Playing the part: Choristers Lisa Cooper, Benjamin Rasheed and Sharon Olde. Photo: Dallas Kilponen
For performers who like variety in their work, there’s nothing quite like a job in the Opera Australia chorus. In a typical year – 10 operas – a chorister may be required to play multiple roles, sing in three or more languages, dance, fight, die and perform simulated sex acts.
”It’s like being on a merry-go-round you can’t jump off,” Sharon Olde says. ”Before one opera is finished you’re preparing the next, you’re learning the music, or rehearsing the steps.”
Olde has been a member of the Opera Australia chorus for more than five years. This season she is performing in Tosca, Don Pasquale, La Traviata and Albert Herring. ”And I’m learning the Ring!” she says, laughing. ”But I will get a holiday in September.” For some singers, Olde explains, the chorus is a stepping-stone, a way to accumulate experience and develop one’s voice and acting skills with an eye on becoming a soloist. For others, it’s a job for life.
Lisa Cooper is in her ninth year in the chorus and has done her fair share of what she calls ”the three P’s: prostitutes, princesses and peasants. But it’s not the same every night; it’s not like music theatre. I can be a zombie on Tuesday and a housekeeper on Thursday. I was a pole dancer once in La Boheme.”
”And I was a lesbian,” Olde chimes in. ”La Boheme seemed very grown-up because often what we do is a bit twee. We get to be giggling bridesmaids a lot.”
The men have it a little better, says Ben Rasheed, who has sung with the chorus for two years. ”Some composers wrote more for the men than the women. In the Ring Cycle, for example, there are two huge men’s choruses and the women get 16 bars.”
One of his favourite operas this year was Opera Australia’s startling new production of Verdi’s A Masked Ball, in the Sydney Festival. ”We were all gassed at the end, that was great,” he says.
Cooper adds that some nights, choristers made farting noises while everyone died. ”That was very mature,” she says, laughing.
Rasheed, Olde and Cooper are now rehearsing their roles in Opera Australia’s Don Pasquale. Rasheed plays a number of characters, including a gardener and the notary who marries the elderly bachelor Pasquale to the young widow Norina. Olde plays an interior designer hired to update the look of Don Pasquale’s mansion. Cooper is one of the maids.
”I like this one because we all have different personalities and roles in the household,” Olde says. ”Often, the chorus is a mass of people, so this is a bit of fun for us.” The fun extends to backstage, too, she says.
So what do choristers do between stage appearances? ”It’s all quite conservative,” says Rasheed, who adds that in the old days, choristers were allowed to drink and smoke in the green room. ”There’s the famous story of Dame Joan [Sutherland] coming out of her dressing room and telling people in the chorus off.”
In these enlightened, OH&S-conscious times, Rasheed wiles away his backstage time learning scores for upcoming shows, reading or playing cards.
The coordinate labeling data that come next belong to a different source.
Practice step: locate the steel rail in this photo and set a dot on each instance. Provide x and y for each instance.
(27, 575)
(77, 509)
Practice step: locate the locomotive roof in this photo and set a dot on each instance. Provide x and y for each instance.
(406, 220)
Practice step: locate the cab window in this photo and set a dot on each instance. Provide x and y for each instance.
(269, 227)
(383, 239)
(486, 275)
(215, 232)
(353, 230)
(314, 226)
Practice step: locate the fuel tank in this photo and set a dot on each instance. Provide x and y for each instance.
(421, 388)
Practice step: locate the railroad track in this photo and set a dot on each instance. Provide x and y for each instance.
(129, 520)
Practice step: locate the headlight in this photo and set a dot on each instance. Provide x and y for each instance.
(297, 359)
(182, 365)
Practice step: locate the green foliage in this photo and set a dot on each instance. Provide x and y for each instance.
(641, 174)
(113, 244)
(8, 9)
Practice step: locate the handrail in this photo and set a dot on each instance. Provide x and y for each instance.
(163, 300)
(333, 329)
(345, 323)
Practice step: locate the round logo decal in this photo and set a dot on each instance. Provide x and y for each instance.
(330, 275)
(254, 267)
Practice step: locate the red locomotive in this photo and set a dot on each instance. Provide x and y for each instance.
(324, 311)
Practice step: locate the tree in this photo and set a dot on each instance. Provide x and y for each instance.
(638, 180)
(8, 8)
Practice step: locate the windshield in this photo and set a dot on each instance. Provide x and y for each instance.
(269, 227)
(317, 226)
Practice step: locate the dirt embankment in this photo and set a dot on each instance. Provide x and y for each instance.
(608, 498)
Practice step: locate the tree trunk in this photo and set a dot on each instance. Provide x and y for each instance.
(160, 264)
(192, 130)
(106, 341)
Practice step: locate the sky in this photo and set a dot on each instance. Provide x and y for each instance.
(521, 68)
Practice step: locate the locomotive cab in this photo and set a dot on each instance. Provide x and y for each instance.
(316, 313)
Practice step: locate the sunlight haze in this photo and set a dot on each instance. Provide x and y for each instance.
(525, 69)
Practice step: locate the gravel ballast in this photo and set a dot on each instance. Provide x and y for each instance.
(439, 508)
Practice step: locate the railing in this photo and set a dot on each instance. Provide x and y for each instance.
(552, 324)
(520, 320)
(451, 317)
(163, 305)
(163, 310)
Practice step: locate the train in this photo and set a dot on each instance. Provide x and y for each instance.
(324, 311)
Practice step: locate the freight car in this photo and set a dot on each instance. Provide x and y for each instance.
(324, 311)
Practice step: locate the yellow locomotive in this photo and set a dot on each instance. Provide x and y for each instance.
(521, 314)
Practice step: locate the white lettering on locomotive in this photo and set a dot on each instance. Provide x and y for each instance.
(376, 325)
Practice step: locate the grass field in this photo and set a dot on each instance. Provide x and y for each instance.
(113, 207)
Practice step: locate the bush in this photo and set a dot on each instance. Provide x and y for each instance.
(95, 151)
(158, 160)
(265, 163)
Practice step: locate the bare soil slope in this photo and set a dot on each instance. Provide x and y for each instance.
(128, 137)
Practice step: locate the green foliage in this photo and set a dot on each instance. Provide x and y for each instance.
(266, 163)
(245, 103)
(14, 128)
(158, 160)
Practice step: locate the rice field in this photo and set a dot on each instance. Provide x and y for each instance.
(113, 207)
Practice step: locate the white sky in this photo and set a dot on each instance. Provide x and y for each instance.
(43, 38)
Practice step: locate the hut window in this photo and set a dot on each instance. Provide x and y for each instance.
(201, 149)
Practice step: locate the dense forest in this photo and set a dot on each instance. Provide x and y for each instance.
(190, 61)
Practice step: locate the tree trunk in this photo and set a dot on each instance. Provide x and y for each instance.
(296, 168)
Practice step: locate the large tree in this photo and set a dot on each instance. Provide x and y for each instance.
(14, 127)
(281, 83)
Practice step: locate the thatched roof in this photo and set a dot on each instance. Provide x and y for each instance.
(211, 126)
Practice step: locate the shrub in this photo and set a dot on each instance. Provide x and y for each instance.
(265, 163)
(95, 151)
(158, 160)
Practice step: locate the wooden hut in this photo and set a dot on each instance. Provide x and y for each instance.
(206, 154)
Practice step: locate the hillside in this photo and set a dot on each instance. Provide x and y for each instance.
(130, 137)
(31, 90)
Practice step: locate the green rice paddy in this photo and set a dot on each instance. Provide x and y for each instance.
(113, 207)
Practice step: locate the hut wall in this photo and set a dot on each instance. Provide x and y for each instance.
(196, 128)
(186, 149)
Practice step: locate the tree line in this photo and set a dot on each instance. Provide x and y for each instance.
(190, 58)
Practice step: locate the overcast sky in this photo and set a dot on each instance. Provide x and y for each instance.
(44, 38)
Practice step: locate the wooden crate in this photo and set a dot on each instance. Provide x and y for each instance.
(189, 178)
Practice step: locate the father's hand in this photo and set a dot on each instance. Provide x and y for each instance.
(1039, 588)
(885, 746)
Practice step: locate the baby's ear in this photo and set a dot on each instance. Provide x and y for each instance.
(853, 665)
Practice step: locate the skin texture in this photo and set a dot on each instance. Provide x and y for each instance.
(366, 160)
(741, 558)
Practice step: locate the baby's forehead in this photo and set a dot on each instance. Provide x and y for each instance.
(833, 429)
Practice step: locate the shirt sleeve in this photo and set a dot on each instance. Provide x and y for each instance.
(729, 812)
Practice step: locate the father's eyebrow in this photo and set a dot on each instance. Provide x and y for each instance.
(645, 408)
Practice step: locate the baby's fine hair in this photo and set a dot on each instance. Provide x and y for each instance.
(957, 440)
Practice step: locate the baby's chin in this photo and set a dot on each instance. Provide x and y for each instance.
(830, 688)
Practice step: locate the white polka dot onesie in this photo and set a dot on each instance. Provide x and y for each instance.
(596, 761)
Olde runs a skincare business from her laptop.
”I knit or crochet,” Cooper says. ”There’s a bit of a craft corner in the chorus.”
Nothing distracts from their shared love of music, however. ”We are a true ensemble,” Olde says. ”It’s not about just making your own sound. It’s about being with the people around you. When we make beautiful music together, I still get chills up my spine.”
”It doesn’t matter what sort of day you’re having,” Rasheed says. ”When you walk in and hear that orchestra, nothing else matters. The chorus might not be a lifetime for me, it could be a phase, but right now, I’m really fulfilled by it.”